Make sure to import std::borrow::Cow too, right now this branch will not compile

kennethloeffler avatar Feb 16 '24 01:02 kennethloeffler

This needs an entry in the changelog but otherwise looks good to me.


Do we need to do anything to rbx_xml for this?

Unicode in general doesn't currently work in rbx_xml so no, but only because we're in a bad spot anyway. @kennethloeffler

Dekkonot avatar Feb 19 '24 16:02 Dekkonot

Squashed and rebased

krakow10 avatar Feb 25 '24 02:02 krakow10

Added changelog

krakow10 avatar Apr 24 '24 08:04 krakow10

Does Roblox use UTF-16? I know there's a crate for that, maybe that's desirable instead of BStr.

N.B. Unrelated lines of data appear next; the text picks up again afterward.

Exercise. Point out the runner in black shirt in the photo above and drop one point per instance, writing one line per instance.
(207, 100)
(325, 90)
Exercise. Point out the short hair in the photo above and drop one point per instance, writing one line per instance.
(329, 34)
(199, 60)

krakow10 avatar May 30 '24 09:05 krakow10

No, Roblox uses UTF-8 encoding. It just also allows binary data to be put into strings. What we really need to do is not pretend that Roblox strings are always UTF-8. That's outside of scope for this PR though.

Dekkonot avatar May 30 '24 19:05 Dekkonot

@kennethloeffler When you have a moment, can you take a look at this again? Turns out it needs your approval, haha.

Dekkonot avatar May 30 '24 19:05 Dekkonot